Ülkemizdeki 14 bini aşkın eczacıyı ve eczane sahibi meslektaşlarımızın yaklaşık %40’nı temsil eden, İstanbul, Ankara ve İzmir Eczacı Odaları olarak yayımladığımız bu deklarasyonun amacı, başta İlaç Takip Sistemi olmak üzere, son dönemde ilaç ve eczacılık alanında giderek daha da yakıcı hale gelen sorunlarımıza dikkat çekmek, çözüm önerilerini gündeme taşımak ve katkıda bulunmaktır.
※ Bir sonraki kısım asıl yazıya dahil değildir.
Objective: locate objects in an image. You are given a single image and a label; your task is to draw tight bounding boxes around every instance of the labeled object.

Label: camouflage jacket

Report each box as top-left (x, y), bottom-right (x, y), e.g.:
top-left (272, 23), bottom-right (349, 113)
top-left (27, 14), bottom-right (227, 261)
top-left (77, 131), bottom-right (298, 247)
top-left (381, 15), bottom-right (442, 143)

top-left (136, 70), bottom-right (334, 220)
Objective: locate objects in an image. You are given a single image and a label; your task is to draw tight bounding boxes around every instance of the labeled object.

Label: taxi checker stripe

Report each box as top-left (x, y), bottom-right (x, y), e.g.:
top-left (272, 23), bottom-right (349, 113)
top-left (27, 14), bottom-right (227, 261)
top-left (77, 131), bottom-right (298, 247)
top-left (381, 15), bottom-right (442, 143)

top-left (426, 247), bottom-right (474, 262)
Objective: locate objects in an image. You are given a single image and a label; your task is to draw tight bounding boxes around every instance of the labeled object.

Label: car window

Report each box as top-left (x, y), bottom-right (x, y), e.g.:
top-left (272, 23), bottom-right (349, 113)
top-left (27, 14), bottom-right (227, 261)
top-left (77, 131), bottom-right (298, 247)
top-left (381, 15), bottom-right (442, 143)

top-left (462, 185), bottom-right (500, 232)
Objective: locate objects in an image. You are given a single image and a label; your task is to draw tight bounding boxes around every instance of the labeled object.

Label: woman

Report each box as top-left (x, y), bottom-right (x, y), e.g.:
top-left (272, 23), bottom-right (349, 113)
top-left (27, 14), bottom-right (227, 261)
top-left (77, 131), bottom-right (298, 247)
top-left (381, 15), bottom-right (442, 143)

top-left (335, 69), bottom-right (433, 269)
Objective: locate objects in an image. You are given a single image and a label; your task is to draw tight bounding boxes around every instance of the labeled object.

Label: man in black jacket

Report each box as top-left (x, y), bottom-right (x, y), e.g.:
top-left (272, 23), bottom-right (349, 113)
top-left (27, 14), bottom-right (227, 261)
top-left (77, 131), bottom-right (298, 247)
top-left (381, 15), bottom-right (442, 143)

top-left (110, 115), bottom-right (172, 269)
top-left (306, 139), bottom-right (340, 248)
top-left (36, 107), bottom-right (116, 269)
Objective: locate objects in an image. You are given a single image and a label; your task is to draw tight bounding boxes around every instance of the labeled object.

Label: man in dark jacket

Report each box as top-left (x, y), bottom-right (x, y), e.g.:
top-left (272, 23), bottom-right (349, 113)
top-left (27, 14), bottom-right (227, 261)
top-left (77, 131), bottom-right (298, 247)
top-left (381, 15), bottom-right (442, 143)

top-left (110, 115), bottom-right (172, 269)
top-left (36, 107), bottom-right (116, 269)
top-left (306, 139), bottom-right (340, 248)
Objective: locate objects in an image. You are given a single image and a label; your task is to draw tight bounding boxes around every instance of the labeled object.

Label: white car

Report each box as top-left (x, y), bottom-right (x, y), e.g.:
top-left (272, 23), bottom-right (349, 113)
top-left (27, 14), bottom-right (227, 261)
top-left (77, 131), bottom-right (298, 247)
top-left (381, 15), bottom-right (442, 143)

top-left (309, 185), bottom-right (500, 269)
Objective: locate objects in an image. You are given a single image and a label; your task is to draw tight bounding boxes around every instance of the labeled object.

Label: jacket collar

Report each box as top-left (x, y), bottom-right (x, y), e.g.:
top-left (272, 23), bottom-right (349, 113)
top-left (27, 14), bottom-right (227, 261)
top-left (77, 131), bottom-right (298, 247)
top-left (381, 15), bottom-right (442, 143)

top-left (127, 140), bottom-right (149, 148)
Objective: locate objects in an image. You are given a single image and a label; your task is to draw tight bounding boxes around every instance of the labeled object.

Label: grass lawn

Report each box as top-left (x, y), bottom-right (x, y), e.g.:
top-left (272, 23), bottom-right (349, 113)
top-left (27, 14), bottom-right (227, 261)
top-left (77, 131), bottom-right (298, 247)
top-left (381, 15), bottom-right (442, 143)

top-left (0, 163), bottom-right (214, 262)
Bilindiği üzere; 01.01.2011 tarihinde yürürlüğe girmesi planlanan İTS uygulaması, Sağlık Bakanlığı tarafından yayımlanan genelge ile tüm eksiklikleri ve bilinmezleri ısrarla görmezden gelinerek 01.06.2010 tarihine çekilmiştir. 16 Mayıs 2010 sabahı bizlerle birlikte hastalarımızın da yaşayacağı kaos ortamı düşünüldüğünde meslektaşlarımızın bir kez daha umutsuzluğa kapılmasına engel olmayı mesleki bir sorumluluk olarak görmekteyiz. Bu nedenle, TEB Merkez Heyeti içinde bulunduğu sessizlik ortamından biran önce çıkarak, meslektaşlarımıza ivedilikle açıklama yapmalı ve sorunun çözümüne yönelik somut adımlar atmalıdır.
Öte yandan ;
Konu ile ilgili olarak 17 Nisan 2010 tarihinde, Sağlık Bakanlığı İlaç ve Eczacılık Genel Müdürlüğü tarafından yayımlanan 2010/ 24 nolu genelgede taraf olarak ismi dahi anılmayan üst birliğimizin, daha önce ortaya koyduğu 7 maddelik olmazsa olmaz taleplerin birçoğu henüz karşılanmamıştır. Buna rağmen inatla İTS’ ye geçilmesi durumunda, örgüt olarak nasıl bir yol izleyeceğimiz hakkında eczacı kamuoyunun bilgilendirilmesi gerekmektedir.
4 Aralık sürecinde eczanelerde yaşanan büyük kayıpların telafisi sağlanamadığı gibi, eczacıların uğradığı stok zararlarının karşılanması, üretici firmaların keyfiyetine bırakılmıştır. Eczane kapatma eyleminin başlıca gerekçeleri olan, stok zararlarının yasal teminat altına alınması, “eczacı meslek hakkı", eczacı kar oranlarının iyileştirilmesi gibi konuların, bugün TEB gündeminden kalkmış olması, geleceğe güvenle bakmak isteyen meslektaşlarımızın endişelerini artırmaktadır.
Ayrıca;
* İlacın eczane dışına çıkmasının ilk adımı olan OTC ile ilgili yasal düzenlemeler gündemde iken, reçetesiz ilaçların reklamına olanak sağlayan girişimler bütün hızıyla sürerken,
* Kamu hastanelerinden verilen ilaç ve sağlık hizmetinin özelleştirilmesinin önünü açacak olan "Kamu Hastane Birlikleri" yasa tasarısı meclis gündemine gelmişken,
* Eczacıyı yok sayan, eczaneyi ilaç satış yeri olarak tanımlayan “İlaç ve Tıbbi Cihaz Kurumu" yasa tasarısının yıl sonuna kadar yasalaşması planlanırken,
salt olarak İTS gibi gündemlerin öne çıkarılması, ilaç-eczacılık ve sağlık hizmetlerinin yeniden şekillenmesini sağlayacak olan bu gelişmelerin üzerine çalışma yapılmasını engellemektedir.
Sonuç Olarak;
Üst örgütümüzden beklentimiz,
meslektaşlarımızın haklı kaygılarını giderecek şekilde yaşadığımız bu sessizliğe ivedilikle son verilmesidir. Yukarıda yer alan sorunlarımızla ilgili olarak daha fazla vakit kaybedilmeden gerekli iradenin ortaya konulmasının önemine bir kez daha dikkat çekiyoruz.
İstanbul, Ankara ve İzmir Eczacı Odaları olarak mesleğimizi ve geleceğimizi tehdit eden girişimlerin karşısında duracağımızı, bu konuda çözüme katkı koymak adına her türlü görev ve sorumluluğu alma kararlılığında olduğumuzu eczacı kamuoyuna deklare ediyoruz.